2 Materials and Methods
2.1 Case Selection
This was a retrospective study using LC–MS/MS on residual serum or plasma samples from cats that [1] had documented overt PHA based on hyperaldosteronemia with otherwise unexplained hypokalemia and a unilateral adrenal mass (PHA group, n = 6); or [2] that had previously undergone serum or plasma aldosterone quantification by RIA for another study. These cats were selected from a longitudinal health monitoring program and had not had abdominal imaging. A large number of samples were available; samples for LCMS/MS were selected to cover a range of aldosterone and creatinine concentrations. These were sub-divided into those that had aldosterone concentrations above the RIA reference interval (high aldo group, n = 6) or within or below the reference interval (low aldo group, n = 15). Systemic hypertension was defined according to the local clinic protocol in place at the time of the case being managed, and was of sufficient severity to justify the prescribing of amlodipine. Cats were classified with azotemic chronic kidney disease (CKD) if the plasma creatinine was over the upper limit of the laboratory reference interval 177 μmol/L (2.0 mg/dL) with a concurrent urine specific gravity less than 1.035, or if creatinine was over 177 μmol/L on two occasions at least 2 weeks apart. Cats were classified as hyperthyroid if they were receiving medication for hyperthyroidism (thiamazole). Samples were only included in the analysis if the hyperthyroidism was clinically controlled and their total thyroxine was below the upper limit of the laboratory reference interval (55 nmol/L or 4.27 ng/dL) at the time of sampling.

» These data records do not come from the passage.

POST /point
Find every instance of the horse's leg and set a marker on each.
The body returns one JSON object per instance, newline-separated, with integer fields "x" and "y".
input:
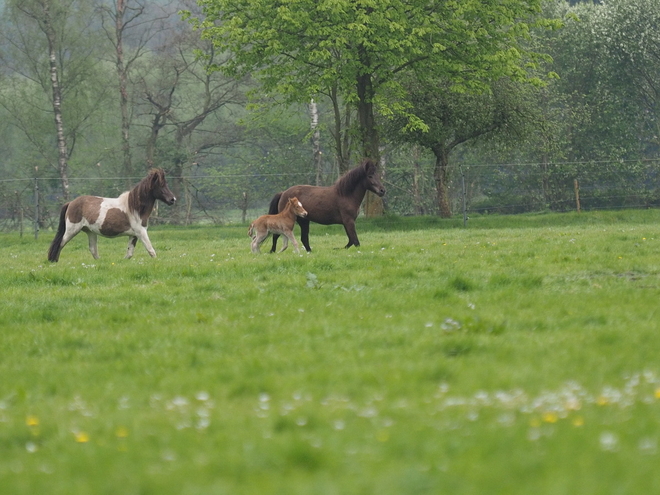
{"x": 257, "y": 241}
{"x": 142, "y": 235}
{"x": 93, "y": 247}
{"x": 349, "y": 227}
{"x": 285, "y": 243}
{"x": 69, "y": 234}
{"x": 274, "y": 248}
{"x": 304, "y": 233}
{"x": 132, "y": 241}
{"x": 296, "y": 248}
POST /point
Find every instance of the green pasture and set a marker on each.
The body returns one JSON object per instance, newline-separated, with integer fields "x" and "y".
{"x": 518, "y": 355}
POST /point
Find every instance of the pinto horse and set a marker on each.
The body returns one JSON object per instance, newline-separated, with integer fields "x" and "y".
{"x": 282, "y": 223}
{"x": 111, "y": 217}
{"x": 339, "y": 203}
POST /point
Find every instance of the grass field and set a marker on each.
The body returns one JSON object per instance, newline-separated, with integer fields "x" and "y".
{"x": 517, "y": 356}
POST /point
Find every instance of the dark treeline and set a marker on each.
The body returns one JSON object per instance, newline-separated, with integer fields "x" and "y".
{"x": 93, "y": 94}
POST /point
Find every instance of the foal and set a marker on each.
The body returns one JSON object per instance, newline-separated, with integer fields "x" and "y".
{"x": 282, "y": 223}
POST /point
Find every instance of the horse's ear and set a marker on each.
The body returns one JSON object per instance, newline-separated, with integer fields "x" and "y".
{"x": 156, "y": 175}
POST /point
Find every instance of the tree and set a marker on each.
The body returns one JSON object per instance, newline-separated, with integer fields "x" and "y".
{"x": 303, "y": 49}
{"x": 454, "y": 119}
{"x": 122, "y": 20}
{"x": 628, "y": 32}
{"x": 49, "y": 58}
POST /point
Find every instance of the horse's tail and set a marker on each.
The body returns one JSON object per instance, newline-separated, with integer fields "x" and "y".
{"x": 274, "y": 204}
{"x": 56, "y": 245}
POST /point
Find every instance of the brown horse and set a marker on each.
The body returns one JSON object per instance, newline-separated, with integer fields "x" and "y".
{"x": 339, "y": 203}
{"x": 111, "y": 217}
{"x": 282, "y": 223}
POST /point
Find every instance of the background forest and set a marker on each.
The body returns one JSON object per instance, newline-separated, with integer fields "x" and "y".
{"x": 93, "y": 94}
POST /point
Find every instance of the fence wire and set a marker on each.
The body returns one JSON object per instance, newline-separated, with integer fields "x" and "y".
{"x": 32, "y": 204}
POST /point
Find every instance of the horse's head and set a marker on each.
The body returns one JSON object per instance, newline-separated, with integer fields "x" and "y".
{"x": 297, "y": 207}
{"x": 373, "y": 182}
{"x": 159, "y": 187}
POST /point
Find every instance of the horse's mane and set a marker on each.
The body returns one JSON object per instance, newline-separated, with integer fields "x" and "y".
{"x": 140, "y": 198}
{"x": 346, "y": 184}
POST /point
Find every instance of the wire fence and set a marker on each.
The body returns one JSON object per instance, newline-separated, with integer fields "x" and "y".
{"x": 31, "y": 205}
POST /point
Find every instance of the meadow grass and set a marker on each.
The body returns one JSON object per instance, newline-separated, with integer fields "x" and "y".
{"x": 518, "y": 355}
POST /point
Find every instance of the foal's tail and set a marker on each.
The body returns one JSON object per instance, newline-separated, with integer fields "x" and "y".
{"x": 56, "y": 245}
{"x": 274, "y": 208}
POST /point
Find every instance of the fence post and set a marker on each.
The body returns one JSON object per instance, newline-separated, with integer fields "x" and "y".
{"x": 36, "y": 204}
{"x": 576, "y": 186}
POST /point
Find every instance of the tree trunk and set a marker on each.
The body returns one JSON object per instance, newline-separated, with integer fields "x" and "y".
{"x": 316, "y": 142}
{"x": 341, "y": 133}
{"x": 123, "y": 91}
{"x": 417, "y": 172}
{"x": 373, "y": 205}
{"x": 63, "y": 153}
{"x": 440, "y": 174}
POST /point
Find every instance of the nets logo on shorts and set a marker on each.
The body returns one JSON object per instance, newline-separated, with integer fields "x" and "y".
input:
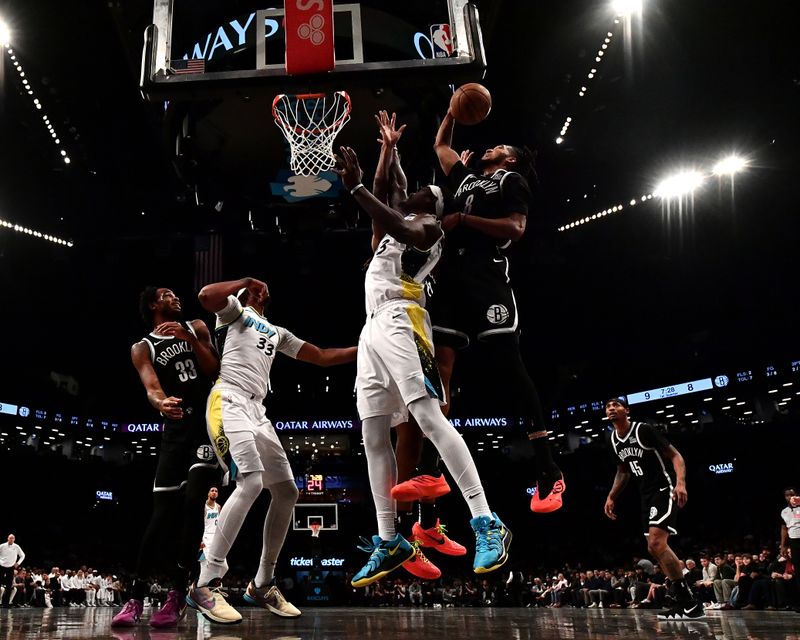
{"x": 205, "y": 452}
{"x": 497, "y": 314}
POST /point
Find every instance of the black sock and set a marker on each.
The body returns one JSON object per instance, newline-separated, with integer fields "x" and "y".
{"x": 429, "y": 460}
{"x": 427, "y": 514}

Samples for the low and high aldo group cats were collected from cats seen in two first opinion practices in central London (People's Dispensary for Sick Animals, Bow and Beaumont Sainsbury Animal Hospital, Camden) between 2001 and 2021. All aldosterone measurements from these cats were performed in a single diagnostic reference laboratory (Michigan State University Veterinary Diagnostic Laboratory, USA), for which the upper limit of the reference interval was 388 pmol/L. Radioimmunoassay was performed on different aliquots of the same blood sample to those subsequently analyzed by LC–MS/MS. Biochemical data (creatinine, potassium) was obtained from a single reference laboratory (Idexx laboratories, Wetherby, UK) at the same time point.
PHA samples were obtained from cats seen in the above longitudinal study (n = 2) and cats seen in several different referral hospitals: Queen Mother Hospital for Animals (Royal Veterinary College, Hatfield, UK, n = 2), Cummings School of Veterinary Medicine (Tufts University, MA, USA, n = 1) and Pieper Veterinary (Pieper Veterinary, CT, USA, n = 1). Some cats were managed with surgical adrenalectomy, while others were managed medically. Biochemical data reported are from the closest available date to the collection of the sample used for LC–MS/MS but was not necessarily contemporaneous, and the biochemical results (including aldosterone quantification by RIA for three cats) were from local laboratories, so methodologies varied. PHA cases could receive potassium supplementation at the time of sampling. Methods of blood pressure measurement for cats in the PHA group from these referral hospitals were not standardized.